Despite its promising applications, critics say that it comes with at a hefty price for the environment. It’s also inefficient and impractical. In an interview with CNET, physicist and author Joseph Romm pointed out that it takes around a megawatt-hour’s worth of electricity just to make enough hydrogen to drive a fuel cell car for about 1,000 miles. That’s an inordinate amount of energy, especially considering that it only takes less than a quarter of the electricity cost to drive a gas-powered car the same distance. In addition, producing hydrogen gas requires using natural gas and high heat, a process that is detrimental to the environment. (Related: BREAKTHROUGH add-on hydrogen device boosts vehicle fuel efficiency by 20% while decreasing emissions by 80%.)

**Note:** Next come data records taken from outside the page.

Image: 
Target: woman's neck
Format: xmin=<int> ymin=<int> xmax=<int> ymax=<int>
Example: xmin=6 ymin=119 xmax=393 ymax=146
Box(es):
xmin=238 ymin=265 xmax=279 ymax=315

For Jiao, the associate director at UD’s Center of Catalytic Science and Technology, the idea for using electricity to split water into hydrogen gas and oxygen molecules started out from developing an efficient system to turn carbon dioxide into oxygen. That project, which received support from NASA and the National Science Foundation, had potential uses in outer space, except that they needed a better catalyst for the reaction.
The researchers looked at different metals and tested each, until they stumbled upon copper-titanium alloy as one of the few non-precious, metal-based catalysts capable of splitting water into hydrogen gas and oxygen, a process known as hydrogen evolution. The discovery was groundbreaking for two reasons: Both are (1) inexpensive, and (2) abundant compared to other metals used for the job, like silver or platinum.
Copper, in particular, is known for being a great conductor of both heat and electricity. However, it’s not as great when it comes to producing hydrogen – alone, that is. When titanium is added, the two metals create active sites that allow strong interactions between the hydrogen atoms and the newly improved catalyst. The researchers noted that the two metals performed at levels similar to more expensive catalysts like platinum.
“With a little bit of titanium in it, the copper catalyst behaves about 100 times better than copper alone,” explained Jiao.
Initial tests showed that the copper-titanium alloy outperforms currently used catalysts, as it extracted hydrogen from water with a rate twice as high compared to the more sophisticated platinum catalyst. It can also obtain energy using carbon dioxide, the most oxidized form of carbon and the tail-end of traditional chemical processes.
While the project is still in the laboratory phase, Jiao and his team are hopeful that future developments will see commercial use. In addition, the team is looking at even more metal combinations, in an effort to balance performance and cost.
“Once you have the technology, you can create jobs around material supply, manufacturing, and once you can build a product, you can commercialize and export it,” he added.